Lord Darcy had written to King Henry VIII a week earlier, on 13th October 1536, regarding the rebellion. He wrote that “Although policy has been used according to your letters yet a great number of your subjects rebelliously assembled on Monday last, and are up in the East Riding, and all the commonalty of this shire seem to favor their opinions, sounding in every behalf to the very like matter begun in Lincolnshire. The gentlemen cannot trust any but their household servants.”
He then went on to say:
“As I wrote before I have repaired to your Castle of Pomfret for the better ordering of the country; but have received no answer of money, ordnance, artillery, gunpowder, gunners, laying of posts, or who shall be your lieutenant. I hear the rebels will visit me here in two or three days, and that they hasten to York trusting there to find part of your treasure. On hearing of the insurrection I wrote to the mayor of York to look to the safety of the city and the good order of the people there who, I hear, are lightly disposed. As I think my last letters to your Grace not fully answered I enclose copy of the instructions sent by my son, Sir Arthur, which seem not to have been declared. Meanwhile I shall do my best with policy. I have great assistance from the archbishop of York and your counsellor, Mr. Magnus. Pomfret Castle, 13 Oct.”

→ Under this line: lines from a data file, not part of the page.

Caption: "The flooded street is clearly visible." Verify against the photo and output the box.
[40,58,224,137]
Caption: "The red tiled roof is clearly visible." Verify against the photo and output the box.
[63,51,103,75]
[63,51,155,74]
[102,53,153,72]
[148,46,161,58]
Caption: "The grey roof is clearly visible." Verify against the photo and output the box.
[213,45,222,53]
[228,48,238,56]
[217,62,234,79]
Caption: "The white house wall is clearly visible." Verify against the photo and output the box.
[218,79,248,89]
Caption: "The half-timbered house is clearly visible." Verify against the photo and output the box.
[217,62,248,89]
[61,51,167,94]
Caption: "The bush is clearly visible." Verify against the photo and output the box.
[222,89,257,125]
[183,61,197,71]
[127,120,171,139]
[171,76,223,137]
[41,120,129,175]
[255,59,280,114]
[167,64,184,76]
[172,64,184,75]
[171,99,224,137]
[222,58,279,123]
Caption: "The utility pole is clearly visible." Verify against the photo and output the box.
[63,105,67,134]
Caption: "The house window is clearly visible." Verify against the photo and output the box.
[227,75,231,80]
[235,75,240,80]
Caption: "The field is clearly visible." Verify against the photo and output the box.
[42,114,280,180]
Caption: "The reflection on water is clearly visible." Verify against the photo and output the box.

Sir Arthur Darcy also sent letters to the king “from the lords in Pomfret Castle” stating that they were in great danger and could see no means of resistance.
On the night of 19th October 1536, Thomas Maunsell, Robert Aske and the rebels of the Pilgrimage of Grace threatened an assault on Pontefract Castle, and Aske, wrote down the grievances of the common people in a letter, asking the lords in the castle to intercede with the King on their behalf.
No force was necessary. Aske visited the castle and rebuked the lords for failing in their duty to their people by allowing heresy in their territory, and by not making the King aware of ‘the poverty of his realm and that part specially’. Lord Darcy replied that they would submit to him on 21st October, but Aske insisted on it happening that day, 20th, threatening action against the castle otherwise, so Darcy surrendered. It was all over by 8am on 20th.
Darcy had little choice when there were only around 300 men in the castle, and the rebels numbered in the tens of thousands, but historian M.L. Bush makes the point that the castle inmates could have tried to crush the rebels ten days earlier when the rebellion was in its infancy and its numbers much, much smaller. Bush explains that the elderly Lord Darcy actually sympathised with the rebel cause, because of his reservations about the dissolution of the monasteries and the power of Thomas Cromwell, whom he would have viewed as a heretic and an “upstart”. The grievances of the rebels were justified in Darcy’s opinion, but he did not want to raise a revolt himself, or take an active part in one, so he fled to Pontefract Castle and hoped that he would not need to get involved.
Lord Darcy ended up being convicted of high treason for his part in the rebellion and was executed by beheading on Tower Hill on 30th June 1537.